Die­ses sys­te­ma­ti­sche Vor­ge­hen gegen freie Geis­ter hat Felix Men­zel in sei­nem Buch Medi­en­ri­tua­le und poli­ti­sche Iko­nen in der Theo­rie beschrie­ben. Die »ein­ge­üb­ten Rede­wen­dun­gen, die unter ver­schie­de­nen Spre­chern Soli­da­ri­tät her­vor­ru­fen«, nennt er Mikro­ri­ten: »Wer sich dem nicht fügt, wird aus­ge­grenzt. « Das funk­tio­nier­te bei Her­man und ein­ge­schränkt auch noch bei Sar­ra­zin. Das beson­de­re an die­sem Aus­gren­zungs­me­cha­nis­mus ist, daß er kei­nes offen­kun­di­gen Befehls bedarf, son­dern von jedem Ange­hö­ri­gen der soge­nann­ten »Zivil­ge­sell­schaft« mit gutem Gewis­sen im täg­li­chen Sprech­vor­gang zur Anwen­dung gebracht wird: Wer einen Mikro­ri­tus begeht, lebt mit dem guten Gewis­sen, der all­ge­mei­nen Ord­nung zuträg­lich gewe­sen zu sein.
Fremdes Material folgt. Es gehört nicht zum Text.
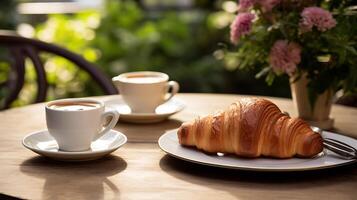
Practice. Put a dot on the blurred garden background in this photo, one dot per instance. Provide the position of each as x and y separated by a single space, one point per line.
188 39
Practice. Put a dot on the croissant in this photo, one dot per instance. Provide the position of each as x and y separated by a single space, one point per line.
252 128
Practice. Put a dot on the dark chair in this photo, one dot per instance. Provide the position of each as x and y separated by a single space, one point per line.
21 48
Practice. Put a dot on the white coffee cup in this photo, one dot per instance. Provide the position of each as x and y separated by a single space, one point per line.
144 91
76 123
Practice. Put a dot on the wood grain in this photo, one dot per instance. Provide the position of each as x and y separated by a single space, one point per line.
140 170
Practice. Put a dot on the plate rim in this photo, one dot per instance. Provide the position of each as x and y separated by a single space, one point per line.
149 115
260 169
69 153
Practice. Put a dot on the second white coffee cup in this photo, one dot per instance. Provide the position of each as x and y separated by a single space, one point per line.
144 91
75 123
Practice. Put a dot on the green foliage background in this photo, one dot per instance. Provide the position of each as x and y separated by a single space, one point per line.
124 36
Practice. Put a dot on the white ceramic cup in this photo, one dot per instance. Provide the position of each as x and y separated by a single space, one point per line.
76 130
144 91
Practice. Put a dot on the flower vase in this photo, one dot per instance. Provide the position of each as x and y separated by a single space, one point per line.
317 114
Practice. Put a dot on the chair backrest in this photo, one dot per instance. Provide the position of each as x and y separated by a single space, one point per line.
21 48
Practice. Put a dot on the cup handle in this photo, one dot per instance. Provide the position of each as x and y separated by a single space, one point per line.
174 89
115 116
Was kaum jemand bedenkt, ist jedoch, daß Mikro­ri­tua­le die nächs­te Stu­fe vor­be­rei­ten: Meso­ri­tua­le schaf­fen Hier­ar­chien in Sub­kul­tu­ren und Sys­te­men: »Im Jour­na­lis­mus und in der Poli­tik haben Meso­ri­tua­le ins­be­son­de­re die Funk­ti­on, Ehr­erbie­tung und sozia­len Sta­tus anzu­zei­gen sowie Über­gän­ge von einem Amt zu einem höhe­ren oder nie­de­ren zu voll­zie­hen«, schreibt Men­zel. Zur Aus­füh­rung die­ses Ritu­als kam es jedoch im Fall Sar­ra­zin nicht mehr ein­deu­tig: Sei­ne sozia­le Äch­tung kam den Nor­mal-Deut­schen sowie­so, aber eben auch einer nicht gerin­gen Zahl Pro­mi­nen­ter frag­wür­dig vor. Die Mecha­nis­men der Aus­gren­zung und Äch­tung spran­gen nicht so rich­tig an, weil sie zu offen­sicht­lich gegen die Erfah­rungs­wirk­lich­keit der Men­schen im mul­ti­kul­tu­rel­len Labor in Gang gebracht wer­den soll­ten. Die Wirk­lich­keit ist in die­sem Sin­ne der Sand im Getrie­be sol­cher Theo­rien. Der Stein, den Sar­ra­zin aus der Mau­er gebro­chen hat, bleibt lie­gen. Das könn­te irgend­wann ein­mal im Rück­blick als Start­si­gnal für die Wie­der­auf­nah­me unter­drück­ter Debat­ten gedeu­tet wer­den. Hoffentlich.